How to learn Database Monitoring and Maintenance Vacuum Analyze Statistics for SQL in Data Analyst for free

Heads-up: The quick test is available to everyone. If you are logged in, your progress will be saved automatically.

Why this matters

As a Data Analyst, your queries must be fast and reliable. Tables grow, rows get updated/deleted, and the optimizer relies on statistics to pick efficient plans. Routine maintenance keeps your dashboards responsive and your analyses correct.

Speed up slow dashboards by removing dead rows that bloat tables.
Keep query plans accurate with fresh column statistics.
Prevent outages caused by transaction ID wraparound (in systems like PostgreSQL).

Who this is for

Data Analysts and Analytics Engineers running SQL on shared warehouses or OLTP replicas.
Anyone who owns analytical tables and needs predictable query performance.

Prerequisites

You can connect to a SQL database and run basic SELECT/INSERT/UPDATE/DELETE.
You know how to identify table names and schemas you own.
You understand that VACUUM/ANALYZE may require appropriate permissions.

Concept explained simply

VACUUM: Reclaims space from deleted/updated rows (dead tuples) and keeps transaction IDs healthy. Normal VACUUM is online and concurrent; VACUUM FULL rewrites the table, frees more space, but requires an exclusive lock.

ANALYZE: Scans samples of your table to estimate value distributions, null ratios, and distinct counts. The optimizer uses these to choose join orders and indexes efficiently.

Mental model

Imagine a library: VACUUM removes discarded books taking shelf space, so aisles stay clear.
ANALYZE updates the catalog’s knowledge of which books are popular or rare, so the librarian can fetch them quickly.
Autovacuum (in PostgreSQL) is the nightly cleaning crew.

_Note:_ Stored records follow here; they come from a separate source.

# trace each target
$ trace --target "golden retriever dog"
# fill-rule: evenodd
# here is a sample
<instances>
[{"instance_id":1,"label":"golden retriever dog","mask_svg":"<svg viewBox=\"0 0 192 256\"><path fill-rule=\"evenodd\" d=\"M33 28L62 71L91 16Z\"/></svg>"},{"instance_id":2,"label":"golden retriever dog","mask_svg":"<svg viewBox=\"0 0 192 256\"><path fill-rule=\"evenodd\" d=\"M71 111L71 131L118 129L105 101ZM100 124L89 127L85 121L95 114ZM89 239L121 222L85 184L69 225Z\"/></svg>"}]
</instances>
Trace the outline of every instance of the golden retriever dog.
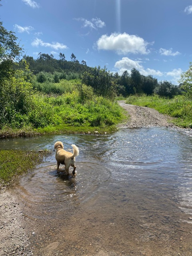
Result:
<instances>
[{"instance_id":1,"label":"golden retriever dog","mask_svg":"<svg viewBox=\"0 0 192 256\"><path fill-rule=\"evenodd\" d=\"M68 152L64 149L63 144L60 141L57 141L54 146L54 151L56 150L55 158L57 162L57 171L59 171L60 164L65 165L65 171L67 174L69 174L69 169L70 166L73 167L73 174L75 174L76 169L75 166L75 157L79 154L79 149L74 145L71 145L73 148L73 153Z\"/></svg>"}]
</instances>

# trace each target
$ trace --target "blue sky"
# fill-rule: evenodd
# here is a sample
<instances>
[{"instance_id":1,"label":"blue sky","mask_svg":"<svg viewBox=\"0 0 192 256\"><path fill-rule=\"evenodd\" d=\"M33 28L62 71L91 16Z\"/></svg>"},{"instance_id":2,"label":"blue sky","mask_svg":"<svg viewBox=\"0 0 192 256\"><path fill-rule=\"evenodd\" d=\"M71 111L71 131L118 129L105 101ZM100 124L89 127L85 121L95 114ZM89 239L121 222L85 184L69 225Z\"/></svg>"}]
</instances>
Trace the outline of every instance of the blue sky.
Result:
<instances>
[{"instance_id":1,"label":"blue sky","mask_svg":"<svg viewBox=\"0 0 192 256\"><path fill-rule=\"evenodd\" d=\"M121 75L178 84L192 61L192 0L2 0L0 20L27 55L73 52Z\"/></svg>"}]
</instances>

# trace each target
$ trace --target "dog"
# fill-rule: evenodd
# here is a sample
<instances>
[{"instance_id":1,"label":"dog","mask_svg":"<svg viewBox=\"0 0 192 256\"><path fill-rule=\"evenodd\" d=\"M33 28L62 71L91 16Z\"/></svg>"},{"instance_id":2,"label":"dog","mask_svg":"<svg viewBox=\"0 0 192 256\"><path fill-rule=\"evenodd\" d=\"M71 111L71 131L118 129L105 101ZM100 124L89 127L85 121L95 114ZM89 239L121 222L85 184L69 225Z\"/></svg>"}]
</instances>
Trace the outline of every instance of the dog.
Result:
<instances>
[{"instance_id":1,"label":"dog","mask_svg":"<svg viewBox=\"0 0 192 256\"><path fill-rule=\"evenodd\" d=\"M71 145L73 148L73 153L68 152L64 149L63 144L61 141L57 141L54 145L54 151L56 150L55 158L57 162L57 172L59 171L60 164L65 165L65 171L69 175L69 169L70 166L73 167L73 174L75 173L75 157L79 154L79 149L73 144Z\"/></svg>"}]
</instances>

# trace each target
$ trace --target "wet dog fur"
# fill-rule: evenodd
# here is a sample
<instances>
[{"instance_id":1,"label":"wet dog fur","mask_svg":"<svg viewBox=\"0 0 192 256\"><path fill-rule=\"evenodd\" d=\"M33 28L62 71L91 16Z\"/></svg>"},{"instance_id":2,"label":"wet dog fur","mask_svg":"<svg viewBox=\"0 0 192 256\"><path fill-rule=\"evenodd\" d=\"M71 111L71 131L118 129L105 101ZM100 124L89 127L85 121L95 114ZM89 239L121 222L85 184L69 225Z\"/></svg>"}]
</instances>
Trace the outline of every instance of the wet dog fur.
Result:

You still need to spot-check busy sections and occasionally do a deeper clean.

Key commands and views

VACUUM; or VACUUM (VERBOSE);
VACUUM ANALYZE; to reclaim space and refresh stats together after large changes.
VACUUM FULL; deep compaction; requires exclusive lock (plan for downtime).
ANALYZE; or ANALYZE schema.table; or ANALYZE table(column1, column2);
ALTER TABLE ... SET (autovacuum_vacuum_scale_factor=..., autovacuum_vacuum_threshold=...);
ALTER TABLE ... ALTER COLUMN col SET STATISTICS 100-1000; to increase sampling for skewed columns.

Helpful monitoring queries (PostgreSQL)

-- Dead tuples and last maintenance
SELECT relname, n_live_tup, n_dead_tup, last_vacuum, last_autovacuum, last_analyze, last_autoanalyze
FROM pg_stat_user_tables
ORDER BY n_dead_tup DESC
LIMIT 20;

-- Current autovacuum/vacuum activity
SELECT * FROM pg_stat_progress_vacuum;

-- Check settings relevant to vacuum
SELECT name, setting FROM pg_settings
WHERE name IN ('autovacuum', 'autovacuum_vacuum_scale_factor', 'autovacuum_vacuum_threshold',
               'autovacuum_analyze_scale_factor', 'autovacuum_analyze_threshold', 'default_statistics_target')
ORDER BY name;

-- Table bloat hint (approx; use with caution)
-- Strategy: Compare relpages (table) vs index pages, and track growth over time.
SELECT relname, n_live_tup, n_dead_tup FROM pg_stat_user_tables ORDER BY n_dead_tup DESC;

Worked examples

1) Remove dead tuples and refresh stats after a batch delete

Inspect dead tuples:

SELECT relname, n_live_tup, n_dead_tup
FROM pg_stat_user_tables
WHERE relname = 'sales';

Run maintenance:

VACUUM ANALYZE sales;

Confirm improvement:

SELECT relname, n_live_tup, n_dead_tup, last_analyze
FROM pg_stat_user_tables
WHERE relname = 'sales';

Expected: n_dead_tup drops close to zero; last_analyze updates.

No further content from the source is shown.